Dr. David Honigs
david.honigs@perkinelmer.com
Dr. Honigs did his graduate work under joint supervision of Professor Gary Hieftje and Dr. Tomas Hirschfeld at Indiana University in Bloomington. He served as an Assistant Professor of Analytical Chemistry at the University of Washington for a few years. Following that he worked at NIRSystems (now part of FOSS) on NIR instruments. He started a company, Katrina Inc., which made process NIR instruments. For the last almost 20 years he has worked at Perten (part of Perkin Elmer) on Near Infrared Instrumentation and applications in the food industry. He has 35 research papers listed on ResearchGate.com. He has 10 issued US patents.
Dr. Vincent Baeten
v.baeten@cra.wallonie.be
Dr. Ir. Vincent Baeten is Scientific Director at CRA-W (Walloon Agricultural Research Centre, Belgium) and head of the Quality and Authentication of Products Unit (QAP Unit). This Unit is part of the Knowledge and Valorisation of Agricultural Products Department of CRA-W and has a 43-person staff of researchers and technicians. The QAP Unit is involved in the development and implementation of sustainable practices to reinforce and assess the quality and authentication of agricultural and food products.
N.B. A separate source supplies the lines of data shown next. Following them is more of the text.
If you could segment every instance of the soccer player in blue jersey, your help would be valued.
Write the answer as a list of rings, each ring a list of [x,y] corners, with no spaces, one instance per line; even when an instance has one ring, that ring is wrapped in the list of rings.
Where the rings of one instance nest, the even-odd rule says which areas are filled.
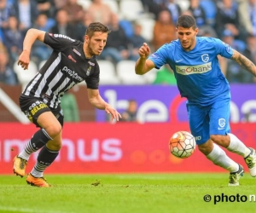
[[[256,77],[255,65],[219,39],[197,37],[194,17],[182,15],[177,22],[177,40],[150,55],[147,43],[139,49],[135,71],[143,75],[168,64],[173,70],[182,97],[187,98],[189,127],[199,150],[214,164],[230,171],[229,186],[238,186],[243,168],[218,146],[241,155],[256,176],[255,150],[230,133],[230,90],[218,55],[231,59]]]

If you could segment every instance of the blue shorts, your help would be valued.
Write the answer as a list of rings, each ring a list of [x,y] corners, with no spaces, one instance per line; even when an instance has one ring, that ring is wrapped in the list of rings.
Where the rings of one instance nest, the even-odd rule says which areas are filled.
[[[189,128],[196,144],[203,144],[211,135],[225,135],[230,132],[230,99],[216,101],[209,106],[187,103]]]

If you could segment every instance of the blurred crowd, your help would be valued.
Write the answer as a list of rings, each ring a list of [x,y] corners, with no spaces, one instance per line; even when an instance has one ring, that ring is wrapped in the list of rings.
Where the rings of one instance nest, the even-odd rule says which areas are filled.
[[[20,83],[15,64],[29,28],[83,41],[88,25],[100,21],[112,32],[98,59],[116,65],[136,61],[143,42],[154,51],[177,39],[176,21],[183,14],[195,18],[198,36],[218,37],[256,63],[256,0],[0,0],[0,83]],[[36,42],[31,60],[39,68],[51,52]],[[230,83],[256,83],[231,60],[220,58],[220,66]],[[168,67],[163,72],[172,75]]]

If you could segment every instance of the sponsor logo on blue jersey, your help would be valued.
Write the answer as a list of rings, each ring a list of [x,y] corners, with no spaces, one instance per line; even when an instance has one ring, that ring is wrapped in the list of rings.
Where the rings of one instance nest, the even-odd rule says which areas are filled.
[[[205,73],[212,70],[212,62],[196,66],[176,66],[176,72],[181,75]]]

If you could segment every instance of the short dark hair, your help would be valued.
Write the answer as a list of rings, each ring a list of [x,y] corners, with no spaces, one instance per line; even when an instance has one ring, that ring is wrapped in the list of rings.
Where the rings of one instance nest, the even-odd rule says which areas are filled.
[[[85,35],[90,37],[93,36],[95,32],[107,32],[108,34],[111,31],[100,22],[92,22],[88,26]]]
[[[178,26],[183,28],[190,28],[192,27],[194,30],[197,27],[195,20],[193,16],[188,14],[183,14],[178,17],[177,21],[177,28]]]

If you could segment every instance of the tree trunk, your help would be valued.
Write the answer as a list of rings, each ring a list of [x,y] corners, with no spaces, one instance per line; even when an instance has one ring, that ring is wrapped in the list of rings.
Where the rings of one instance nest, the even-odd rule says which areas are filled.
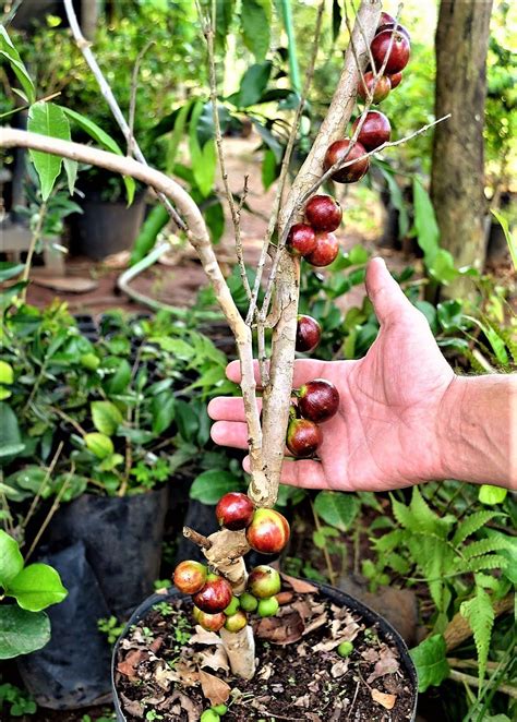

Dr. Ir. Vincent Baeten has about 30 years of experience in European projects dealing with the development of spectroscopic methods. He has participated or participates in several European projects dealing with quality, safety, traceability and authentication of food and feed products. Since 2013, he has also been an invited assistant professor at the Catholic University of Louvain (UCLouvain, Belgium). Dr. Ir. Vincent Baeten was awarded the 2011-Q-Interline Sampling Award for the outstanding contribution in sampling applied to spectroscopy methods. In 2012, he was awarded by the Brazilian Program Ciência sem fronteiras as Pezquisador visitante especial at University Federal of Para (UFPA, Belem, Brazil). In 2021, he was awarded the Tomas Hirschfeld Award for his outstanding achievements in Near Infrared spectroscopy. He also takes part as observer to the board of directors of WAGRALIM, the Walloon Agri-food Innovation cluster. As of March 2024, he has published more than 200 scientific papers and book chapters, and his h-index is 41 (Scopus database).
Dr. Marena Manley
mman@sun.ac.za
Marena has been a professor at the Department of Food Science, Stellenbosch University since 2010. Her academic career started at the University in 1997 after completing her PhD at Plymouth University in 1995 and 18 months at the NIR instrument manufacturing company, Foss Electric in the United Kingdom. Marena initiated and implemented research using and applying near-infrared (NIR) spectroscopy in research at the University. This was followed by the introduction of NIR hyperspectral imaging research in the mid-2000s. Her research group was one of the firsts to perform such work in South Africa and Africa and to publish cereal NIR hyperspectral imaging investigations internationally.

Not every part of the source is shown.